Thursday, April 9, 2009
"It's the lie that gets you" - Oliver Stone's Nixon.
A man dies in full view of hundreds, the victim of a violent attack by a masked man. His death captured by an untold number of cameras in the area. Yet nothing happens. No charges are brought, no one is arrested, the police carry on as usual. The mainstream media is content to accept the police account and so spread the official version that makes no reference to the events leading to the death. Some go one better and embellish their accounts with lurid details that will win them brownie points with editors and chime in perfectly with the prejudices of their readership/ viewers.
However, the voices of those present start to be heard almost immediately on the internet, more more they speak out until some in the mainstream press picks up on it, at least the more honourable part of the press corp, yet still there is silence from nearly everyone else in the media.
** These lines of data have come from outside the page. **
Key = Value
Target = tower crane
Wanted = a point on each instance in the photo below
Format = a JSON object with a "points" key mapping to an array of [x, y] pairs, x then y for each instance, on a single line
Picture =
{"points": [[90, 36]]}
The UK channels either downplay the death or simply content themselves with replaying the police's report which seems to be more and more the product of a cover up than an initial, perhaps incomplete version of what happened.
Then videos come to light which definitively disprove the official version and eventually, unable to ignore the story anymore the major TV channels rush to air "exclusive footage" a week after they had originally received it. Like Captain Renault in Casablanca .
"Captain Renault: I'm shocked, shocked to find that gambling is going on in here!
[a croupier hands Renault a pile of money]
Croupier: Your winnings, sir.
Captain Renault: [sotto voce] Oh, thank you very much.
An officer comes forward knowing full well that his colleagues cannot hide what has happened anymore. His superiors once more issue bland reassurances of justice being done, even whilst they scramble to make sure that no such beast will ever see the light of day.
Balaclava clad thugs beat and harass people for days on end and we wonder why somebody died? It was surely a matter of time with such tactics that some idiot with a badge and an attitude would choose the wrong target, cross an invisible line that separates intimidation from outright violence. Ian Tomlinson's death was not a "tragic accident" or the result of the actions of "an overzealous officer" but rather the inevitable consequence of giving armed men carte blanche in dealing with crowds.
The officer must be cursing his luck at this moment, "Why me? I mean we were all doing the same thing?" And he is right, up to a point. In the days leading up to Tomlinson's death there were any number of similar incidents which did not end in tragic death.
Hopefully, it will be the lie that gets them. Hopefully, it will be the culture of silence and "corporate solidarity" that seals their fate, at least in the eyes of the public. As far as the courts are concerned we all know what will happens when "inconclusive evidence" rears its ugly head.
Ian Tomlinson - Killed for being in the wrong place, killed for being just that little bit too slow, killed for trusting the police not to use violence without cause.